Former founder of Ikos, Dr Martin Coward, considered by many within the hedge fund industry to be one of the true pioneers of systematic electronic trading, is opening his new quant fund to investors. 

Based in Malta, dormouse is regulated by the Malta Financial Services Authority (MFSA and is a registered Commodity Trading Advisor (CTA) and Commodity Pool Operator (CPO) under the US National Futures Authority. 

Over the past 2.5 years the team has honed the trading strategy and the dormouse technology platform, steadily building assets, which currently stand at USD270m. Now the fund is ready to open up its doors to investors with Dr Coward noting that the strategy has scale of USD1bn but that the firm is in “no hurry” to reach that target.

In an official press release, Dr Coward comments that the fundamental objective at dormouse is to “exploit the increased correlation [between asset classes] whilst simultaneously neutralising it to generate uncorrelated alpha”.

Correlations over the last decade have strengthened, Dr Coward tells Hedgeweek, as large market participants (hedge funds, SWFs) increasingly trade similar assets and strategies. 

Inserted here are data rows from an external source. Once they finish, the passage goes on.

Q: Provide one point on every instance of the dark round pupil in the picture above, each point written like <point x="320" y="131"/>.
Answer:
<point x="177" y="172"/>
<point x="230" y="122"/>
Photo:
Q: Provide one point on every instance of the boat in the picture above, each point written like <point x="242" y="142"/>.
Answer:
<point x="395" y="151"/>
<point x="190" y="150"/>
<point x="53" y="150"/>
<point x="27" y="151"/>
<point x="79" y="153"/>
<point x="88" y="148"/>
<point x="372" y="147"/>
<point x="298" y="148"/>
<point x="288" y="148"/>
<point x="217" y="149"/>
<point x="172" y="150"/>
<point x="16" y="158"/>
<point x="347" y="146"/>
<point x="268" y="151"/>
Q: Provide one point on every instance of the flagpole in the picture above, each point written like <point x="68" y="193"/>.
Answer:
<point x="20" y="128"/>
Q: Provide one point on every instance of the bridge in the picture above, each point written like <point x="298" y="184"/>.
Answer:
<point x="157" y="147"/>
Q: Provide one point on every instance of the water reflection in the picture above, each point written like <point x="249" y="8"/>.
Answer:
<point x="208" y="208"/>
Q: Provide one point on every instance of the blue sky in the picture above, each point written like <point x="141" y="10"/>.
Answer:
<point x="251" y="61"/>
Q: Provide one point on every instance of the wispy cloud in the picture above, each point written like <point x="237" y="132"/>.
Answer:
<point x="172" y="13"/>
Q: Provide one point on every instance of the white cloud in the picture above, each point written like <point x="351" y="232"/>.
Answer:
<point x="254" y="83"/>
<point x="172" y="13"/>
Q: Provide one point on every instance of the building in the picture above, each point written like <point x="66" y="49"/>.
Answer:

“Higher correlations result in increased systemic risk, but also in reversionary and cross-asset phenomena. Some of these phenomena can be isolated by modelling spread relationships, namely the spread between a security (or securities) and these systemic risk factors. Because most funds attempt to generate alpha by timing systemic risk factors, the alpha we generate is uncorrelated,” says Dr Coward.

The investment target returns for investors are 15 per cent annualised. Strategy-wise, the program developed by dormouse, which will not be reliant on trend following, will focus on identifying under or overpriced liquid securities across stock indices, fixed income, rates, FX and commodities. It can best be categorised as a systematic multi-strategy fund.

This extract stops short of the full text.